静まり返った街道脇――数え切れないほど戦闘不能を繰り返したプライムからスキル急速回復を全員に振り分けるまで一晩掛かってしまった。
現在メンバーは俺含めて八名。
後半につれて習得速度が鈍化していた所を見るに、やはり慣れがスキルの習得を阻害するらしい。
元気に剣を振っていたプライムも今はテントに潜りぐっすりと眠りに落ちた。
エニュオは何故かプライムを守るようにその隣で寝ている。
俺を何だと思っているのか。
一仕事終えて魔導焜炉で煮沸した白湯を飲みながら、ぼうっと話し込んでいた。
魔導焜炉を挟んで向こうの相手はシュウ。
自分と同じスキル譲渡地獄を味わったプライムを気に掛けているようだった。
「結局皆に渡るまでスキルを習得し切りましたね」
「子供は元気が一番」
「あんまりやり過ぎるとぐれちゃいますよ」
生存率を引き上げる為、当然シュウにもスキル急速回復を付与しておいたので今更咎められないというのが本音だろう。

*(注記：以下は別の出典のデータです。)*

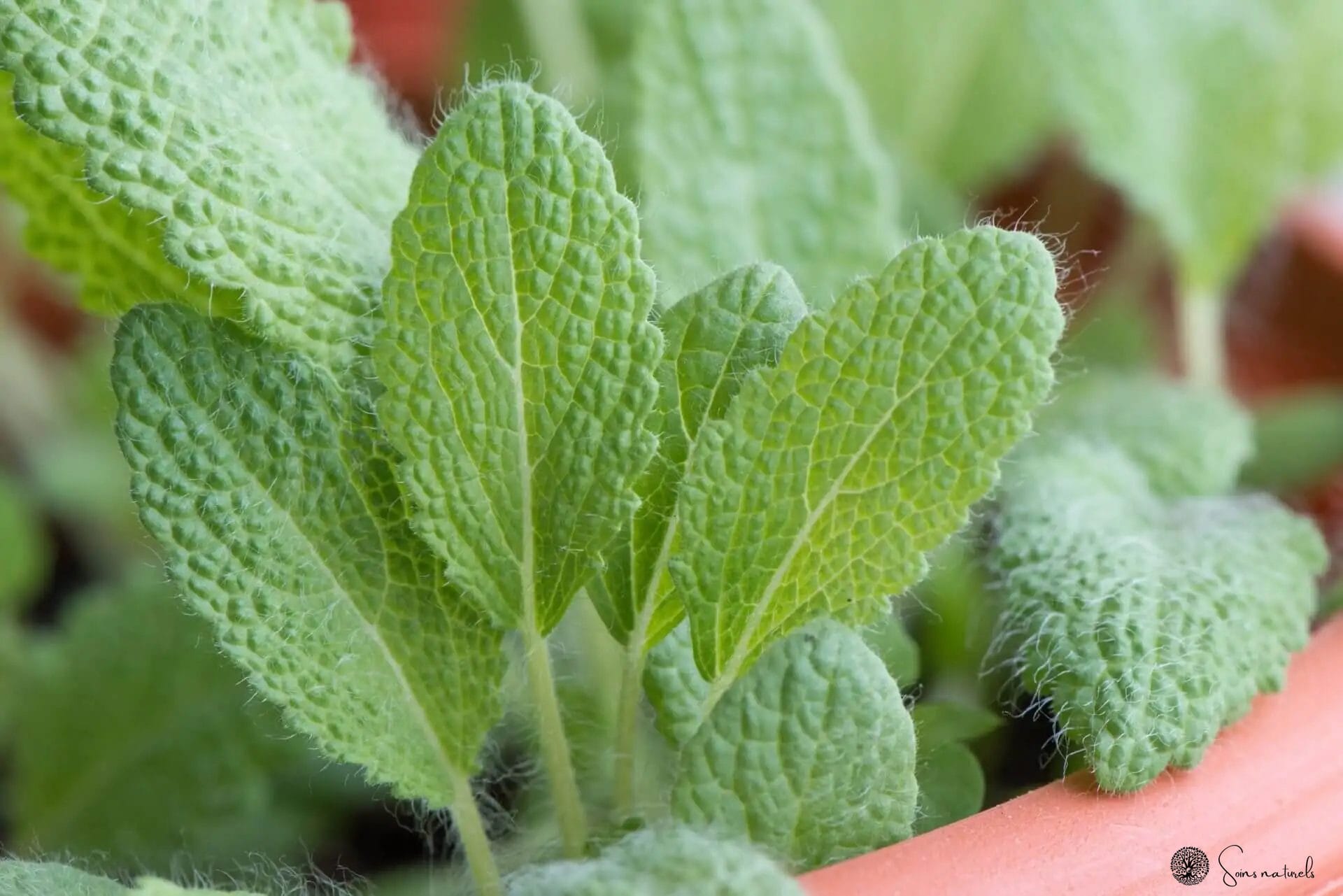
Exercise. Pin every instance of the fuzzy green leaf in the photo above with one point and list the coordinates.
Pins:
(712, 340)
(989, 83)
(754, 145)
(674, 685)
(519, 360)
(113, 252)
(811, 754)
(52, 879)
(134, 741)
(1208, 113)
(1188, 439)
(951, 782)
(951, 786)
(673, 862)
(884, 421)
(281, 520)
(1147, 623)
(235, 131)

苦笑を漏らしながら西方、見えない塔へと目を向けて話題は移り変わる。
「ようやく道半ばって所ですかね」
「エニュオさんは上の世界に戻ったらどうなっちゃうんでしょうね。このまま行くと、きっとアーレスさんと戦う事になると思いますよ」
「それはやってみなければわかりません」
現在どうなっているのかは上がってみなければわからない。
だから危険な状況に対応出来るだけの力が欲しい。
急速回復で継戦能力も向上しただろうし、微小でも勝率は上がったと言える。
上の世界の話を聞いて、眠そうに欠伸をしながら周囲の警備を続けていたオルガが不満気に疑問を口にする。
「今更言うのもアレだけどさー、本当に元の世界に戻る必要あるの?」
「あるさ。今だってこうして俺がプライム様に関わった事で鈍重スキルを取り外し、本来あり得ない挙動が発生しているんだ。この世界としても俺みたいな存在が居て良い事はないと思う」
「でも結果的には助けたよね?」
「一面だけ見りゃあな」
プライムから鈍重を引き剥がした事で、それを継承したエルフのエレナが俺達の見えない所で鈍重に苦しんでいる。
助けたのではなく、押し付けたのだ。
それは決して解決したとは言い難い。
俺にはそういった事しか出来ない。
「本来持つべき者が失い、持たざる者が得る。それは救済なんかじゃない、異常な事なんだよ」
「それでも人に役立つ事に使えばいいのに」
「あまねくバッドスキルを取り外す闇のスキルショップでも開くか?」
冗談で言ってみると思った以上に食い付きが良く、シュウが身を乗り出す。
「良いじゃないですかそれ、貴族様にも厚意にして貰えますよ」
「聖人として教会に祀られるかもね」
そんな事になったら世界中からバッドスキル持ちが押しかけて来そうだ。
貴族になったら対魔族の兵器として子供を作る機械にされるし、聖人となったら軟禁状態で死ぬまでスキル解除師をやらされる。
どっちに転んでもこの世の終わりみたいな生活だ。
「じゃあ俺もひと眠りするから」
二人に警備を任せてヴァリスタ、グレイディア、ディアナの眠った窮屈なテントに入り込み、遠慮なく場を占有していたディアナの大きな尻尾を退かして出来た隙間に寝転がる。
仲間を増やし、スキルを手に入れ、レベルを上げる。
これまでもこれからも変わらない。
急速回復に身体の疲れが自然と癒えて、何時の間にか眠りについた。